Through the years members considered adding other amenities and discussed buying property nearby to create an 18-hole course. But they opted to keep things small.
Historically members have belonged to other clubs, while playing at Oakwood because it’s fun, Franta said. “We’re a social club with a golf course.”
Trail helps shoppers discover Hartville
The tourism division of Lake Township’s Chamber of Commerce has launched a map and online shopping guide that features antique shops and thrift stores in Hartville.
The Hartville Antique & Thrift Trail takes shoppers on a self-guided tour of 16 businesses where they can find antiques, vintage and resale clothing, home decor, and handmade items. There also are collectible and flea market finds.
The trail promotes shops in the village as an addition to the Hartville Marketplace and Flea Market, which sees close to 1 million visitors each year.
Many shops on the trail are found in a two mile stretch between the Hartville Marketplace and the village’s historic downtown area. Several of the shops are within walking distance of the village center.
The trail guide developed because of growing requests the chamber receives for lists of antique and resale shops in the area. There is a growing trend that combines visiting small communities with thrift shopping, antique hunting and searching for collectibles, chamber officials said.
Phil Stauffer, general manager of the Hartville Thrift Shoppe, said searching for antiques and resale items has continually grown.

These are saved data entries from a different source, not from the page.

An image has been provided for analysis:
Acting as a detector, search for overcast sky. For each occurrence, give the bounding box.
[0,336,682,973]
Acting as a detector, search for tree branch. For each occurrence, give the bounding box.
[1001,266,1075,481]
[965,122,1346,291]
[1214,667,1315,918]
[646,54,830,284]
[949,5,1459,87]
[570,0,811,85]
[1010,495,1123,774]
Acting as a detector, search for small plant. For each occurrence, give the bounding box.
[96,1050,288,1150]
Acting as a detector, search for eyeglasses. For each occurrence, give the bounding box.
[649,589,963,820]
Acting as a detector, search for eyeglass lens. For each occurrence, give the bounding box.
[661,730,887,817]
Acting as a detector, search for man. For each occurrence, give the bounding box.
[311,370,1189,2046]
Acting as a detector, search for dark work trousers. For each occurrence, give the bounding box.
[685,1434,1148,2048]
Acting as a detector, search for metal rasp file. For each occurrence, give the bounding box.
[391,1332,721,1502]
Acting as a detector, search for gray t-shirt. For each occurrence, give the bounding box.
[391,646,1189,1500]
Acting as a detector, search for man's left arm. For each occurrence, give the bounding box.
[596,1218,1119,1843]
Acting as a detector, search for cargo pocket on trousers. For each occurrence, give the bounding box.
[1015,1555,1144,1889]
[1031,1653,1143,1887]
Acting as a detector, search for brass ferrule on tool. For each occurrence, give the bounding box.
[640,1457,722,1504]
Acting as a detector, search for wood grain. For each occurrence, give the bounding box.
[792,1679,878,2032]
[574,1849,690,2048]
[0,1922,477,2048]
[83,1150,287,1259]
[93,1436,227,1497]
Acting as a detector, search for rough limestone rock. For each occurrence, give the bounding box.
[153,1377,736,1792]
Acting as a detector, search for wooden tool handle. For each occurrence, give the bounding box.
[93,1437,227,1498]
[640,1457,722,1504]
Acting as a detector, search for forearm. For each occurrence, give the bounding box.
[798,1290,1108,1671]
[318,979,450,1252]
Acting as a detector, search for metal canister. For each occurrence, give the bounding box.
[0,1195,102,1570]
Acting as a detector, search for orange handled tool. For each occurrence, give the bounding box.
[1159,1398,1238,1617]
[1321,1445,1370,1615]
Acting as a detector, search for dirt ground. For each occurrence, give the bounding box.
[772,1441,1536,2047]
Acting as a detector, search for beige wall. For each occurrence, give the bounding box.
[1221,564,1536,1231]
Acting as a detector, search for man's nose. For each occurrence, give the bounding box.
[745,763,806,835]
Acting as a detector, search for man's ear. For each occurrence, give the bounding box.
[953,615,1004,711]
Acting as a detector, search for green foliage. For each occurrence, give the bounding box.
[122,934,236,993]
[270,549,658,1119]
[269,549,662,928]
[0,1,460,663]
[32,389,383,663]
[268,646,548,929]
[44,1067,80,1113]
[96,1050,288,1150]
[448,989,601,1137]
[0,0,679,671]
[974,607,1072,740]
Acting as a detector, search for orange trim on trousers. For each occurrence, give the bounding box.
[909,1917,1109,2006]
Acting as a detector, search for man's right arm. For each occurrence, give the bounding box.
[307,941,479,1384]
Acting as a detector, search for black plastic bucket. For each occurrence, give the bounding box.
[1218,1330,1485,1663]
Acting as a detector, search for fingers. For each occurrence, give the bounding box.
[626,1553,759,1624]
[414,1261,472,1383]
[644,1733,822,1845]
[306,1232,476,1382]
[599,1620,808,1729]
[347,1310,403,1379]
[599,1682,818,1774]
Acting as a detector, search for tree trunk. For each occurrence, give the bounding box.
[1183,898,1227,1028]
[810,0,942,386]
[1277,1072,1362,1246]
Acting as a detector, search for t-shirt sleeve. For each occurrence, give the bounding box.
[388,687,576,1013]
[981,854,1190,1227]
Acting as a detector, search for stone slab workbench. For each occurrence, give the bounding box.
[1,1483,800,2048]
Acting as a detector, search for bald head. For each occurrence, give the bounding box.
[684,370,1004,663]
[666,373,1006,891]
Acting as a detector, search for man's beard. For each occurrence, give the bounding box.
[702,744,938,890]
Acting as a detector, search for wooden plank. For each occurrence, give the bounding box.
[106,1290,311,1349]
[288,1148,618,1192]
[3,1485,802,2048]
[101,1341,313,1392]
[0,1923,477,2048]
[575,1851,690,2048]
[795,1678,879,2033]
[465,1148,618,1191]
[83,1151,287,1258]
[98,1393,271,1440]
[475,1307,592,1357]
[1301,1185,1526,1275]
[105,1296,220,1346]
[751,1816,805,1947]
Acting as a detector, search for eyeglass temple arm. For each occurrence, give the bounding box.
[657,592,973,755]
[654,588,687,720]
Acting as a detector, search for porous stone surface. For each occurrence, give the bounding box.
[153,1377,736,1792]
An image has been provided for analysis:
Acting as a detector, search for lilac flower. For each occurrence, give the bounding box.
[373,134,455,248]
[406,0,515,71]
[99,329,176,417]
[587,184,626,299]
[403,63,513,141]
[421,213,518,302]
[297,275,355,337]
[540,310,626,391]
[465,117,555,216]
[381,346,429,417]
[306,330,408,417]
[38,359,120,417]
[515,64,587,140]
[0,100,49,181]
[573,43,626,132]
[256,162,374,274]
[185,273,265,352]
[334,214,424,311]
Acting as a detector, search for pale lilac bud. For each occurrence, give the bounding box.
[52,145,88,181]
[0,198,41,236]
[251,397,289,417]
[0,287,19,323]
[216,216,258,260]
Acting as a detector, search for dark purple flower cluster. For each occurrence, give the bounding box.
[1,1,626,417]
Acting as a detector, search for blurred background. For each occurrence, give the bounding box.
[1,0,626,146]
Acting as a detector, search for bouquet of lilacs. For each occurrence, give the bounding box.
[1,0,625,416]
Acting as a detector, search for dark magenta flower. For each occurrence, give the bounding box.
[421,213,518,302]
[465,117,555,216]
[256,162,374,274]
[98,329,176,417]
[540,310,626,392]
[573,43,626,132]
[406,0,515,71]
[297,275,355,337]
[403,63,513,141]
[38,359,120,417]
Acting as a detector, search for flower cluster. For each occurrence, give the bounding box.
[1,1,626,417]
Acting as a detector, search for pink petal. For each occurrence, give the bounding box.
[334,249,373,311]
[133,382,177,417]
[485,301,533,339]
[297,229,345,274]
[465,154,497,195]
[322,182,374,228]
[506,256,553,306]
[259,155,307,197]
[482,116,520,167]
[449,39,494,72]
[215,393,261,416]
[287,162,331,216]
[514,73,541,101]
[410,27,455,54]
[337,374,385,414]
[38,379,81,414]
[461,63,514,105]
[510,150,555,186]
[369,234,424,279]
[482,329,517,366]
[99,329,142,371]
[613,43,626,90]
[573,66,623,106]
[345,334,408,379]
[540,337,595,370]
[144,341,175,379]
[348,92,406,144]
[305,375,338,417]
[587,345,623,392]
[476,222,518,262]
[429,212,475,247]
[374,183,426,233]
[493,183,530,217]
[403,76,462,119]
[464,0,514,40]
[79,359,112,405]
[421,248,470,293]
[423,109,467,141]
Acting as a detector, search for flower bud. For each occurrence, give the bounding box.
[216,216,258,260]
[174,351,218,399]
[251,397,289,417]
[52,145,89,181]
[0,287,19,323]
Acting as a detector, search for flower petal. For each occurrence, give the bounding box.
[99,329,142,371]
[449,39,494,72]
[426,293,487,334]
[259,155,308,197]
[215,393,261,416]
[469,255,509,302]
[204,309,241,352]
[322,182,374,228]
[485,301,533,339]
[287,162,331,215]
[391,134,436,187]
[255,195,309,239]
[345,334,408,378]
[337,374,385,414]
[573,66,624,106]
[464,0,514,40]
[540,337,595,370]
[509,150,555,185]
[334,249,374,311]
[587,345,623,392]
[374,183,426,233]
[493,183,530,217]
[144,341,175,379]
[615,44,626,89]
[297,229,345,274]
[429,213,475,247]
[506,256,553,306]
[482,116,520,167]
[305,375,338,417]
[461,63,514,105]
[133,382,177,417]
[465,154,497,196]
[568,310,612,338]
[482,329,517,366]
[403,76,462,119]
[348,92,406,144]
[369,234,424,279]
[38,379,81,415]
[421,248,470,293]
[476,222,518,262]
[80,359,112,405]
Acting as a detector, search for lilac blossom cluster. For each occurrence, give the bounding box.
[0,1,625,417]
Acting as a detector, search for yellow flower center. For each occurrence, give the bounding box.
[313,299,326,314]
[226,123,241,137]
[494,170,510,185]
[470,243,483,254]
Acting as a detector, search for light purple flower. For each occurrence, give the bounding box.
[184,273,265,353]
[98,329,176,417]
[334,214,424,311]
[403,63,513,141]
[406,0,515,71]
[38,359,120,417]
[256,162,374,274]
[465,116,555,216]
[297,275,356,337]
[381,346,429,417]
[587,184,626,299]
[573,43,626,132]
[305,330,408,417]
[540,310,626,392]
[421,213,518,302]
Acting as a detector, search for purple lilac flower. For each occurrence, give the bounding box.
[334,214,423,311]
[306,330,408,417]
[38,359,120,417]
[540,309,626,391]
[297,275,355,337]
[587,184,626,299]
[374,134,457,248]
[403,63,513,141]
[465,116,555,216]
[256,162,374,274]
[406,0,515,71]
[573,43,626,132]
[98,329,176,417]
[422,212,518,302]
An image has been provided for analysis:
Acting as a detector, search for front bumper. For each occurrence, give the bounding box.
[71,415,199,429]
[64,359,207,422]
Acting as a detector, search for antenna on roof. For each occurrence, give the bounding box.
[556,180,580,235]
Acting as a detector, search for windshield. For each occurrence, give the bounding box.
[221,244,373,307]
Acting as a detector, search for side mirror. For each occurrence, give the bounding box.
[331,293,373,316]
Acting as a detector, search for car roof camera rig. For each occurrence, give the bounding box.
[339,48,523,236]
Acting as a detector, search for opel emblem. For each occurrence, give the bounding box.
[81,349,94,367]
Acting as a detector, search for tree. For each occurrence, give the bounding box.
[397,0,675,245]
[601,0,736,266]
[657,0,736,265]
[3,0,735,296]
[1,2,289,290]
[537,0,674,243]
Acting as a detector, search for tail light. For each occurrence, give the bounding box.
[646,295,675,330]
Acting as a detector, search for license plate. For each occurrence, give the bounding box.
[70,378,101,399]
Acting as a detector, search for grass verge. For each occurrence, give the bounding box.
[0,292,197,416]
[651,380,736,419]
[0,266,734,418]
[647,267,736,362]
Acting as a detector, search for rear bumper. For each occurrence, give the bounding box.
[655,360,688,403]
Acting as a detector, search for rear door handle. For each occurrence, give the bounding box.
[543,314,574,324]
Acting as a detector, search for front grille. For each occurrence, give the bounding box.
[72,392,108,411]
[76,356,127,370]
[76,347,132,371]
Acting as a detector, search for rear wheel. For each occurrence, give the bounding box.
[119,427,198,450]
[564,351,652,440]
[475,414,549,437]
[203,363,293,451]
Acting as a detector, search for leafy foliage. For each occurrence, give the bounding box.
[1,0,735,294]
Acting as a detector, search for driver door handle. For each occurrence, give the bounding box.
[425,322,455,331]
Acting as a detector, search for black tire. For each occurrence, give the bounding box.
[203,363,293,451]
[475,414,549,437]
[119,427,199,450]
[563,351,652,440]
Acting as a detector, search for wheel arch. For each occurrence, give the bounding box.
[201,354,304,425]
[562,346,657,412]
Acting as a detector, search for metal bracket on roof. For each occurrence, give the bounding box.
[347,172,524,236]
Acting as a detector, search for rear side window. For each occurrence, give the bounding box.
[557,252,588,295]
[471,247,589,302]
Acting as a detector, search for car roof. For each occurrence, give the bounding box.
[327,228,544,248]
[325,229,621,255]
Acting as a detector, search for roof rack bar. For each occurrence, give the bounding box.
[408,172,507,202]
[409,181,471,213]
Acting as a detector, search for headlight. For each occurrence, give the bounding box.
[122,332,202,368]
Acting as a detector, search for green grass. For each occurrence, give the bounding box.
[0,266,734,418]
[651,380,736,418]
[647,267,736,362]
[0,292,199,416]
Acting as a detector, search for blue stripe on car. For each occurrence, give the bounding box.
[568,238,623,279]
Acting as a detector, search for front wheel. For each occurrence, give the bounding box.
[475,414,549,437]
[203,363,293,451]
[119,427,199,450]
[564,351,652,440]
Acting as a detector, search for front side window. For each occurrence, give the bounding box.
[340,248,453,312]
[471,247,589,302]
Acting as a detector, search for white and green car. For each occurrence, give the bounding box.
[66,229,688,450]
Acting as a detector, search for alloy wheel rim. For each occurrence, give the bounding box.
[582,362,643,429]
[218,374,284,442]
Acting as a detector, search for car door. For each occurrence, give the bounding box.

“Some people make a business of thrifting, finding a deal, and reselling,” Stauffer said in a release promoting the trail. He cited a trend among younger people to thrift shop for affordable, interesting and vintage fashion, as well as search for children’s clothing.
Lake Township Chamber officials hope the antique and thrift trail will encourage shoppers to visit several stores, and possibly visit more than just once. Hartville is the perfect place to spend a day of two scouring the shops on the trail, said Megan Wise, discover Hartville tourism coordinator.
Hall of Fame Resort announces new sales, marketing executive
An experienced sports marketing executive has been added to the Hall of Fame Resort & Entertainment management team.
Vic Gregovitsas recently moved into the job of executive vice president of sales and marketing. He reports to Michael Crawford, president and CEO.
Gregovitsas will be tasked with extending the Hall of Fame Village brand to sponsors, consumers and the local community. He’ll oversee the company’s strategic marketing efforts and focus on developing new sponsor and partner agreements with the company’s three business units.
Crawford said Gregovitsas has more than 32 years experience in marketing with a variety of professional sports teams and leagues. He joins Hall of Fame Resort after working with the Pittsburgh Riverhounds in the USL men’s soccer league.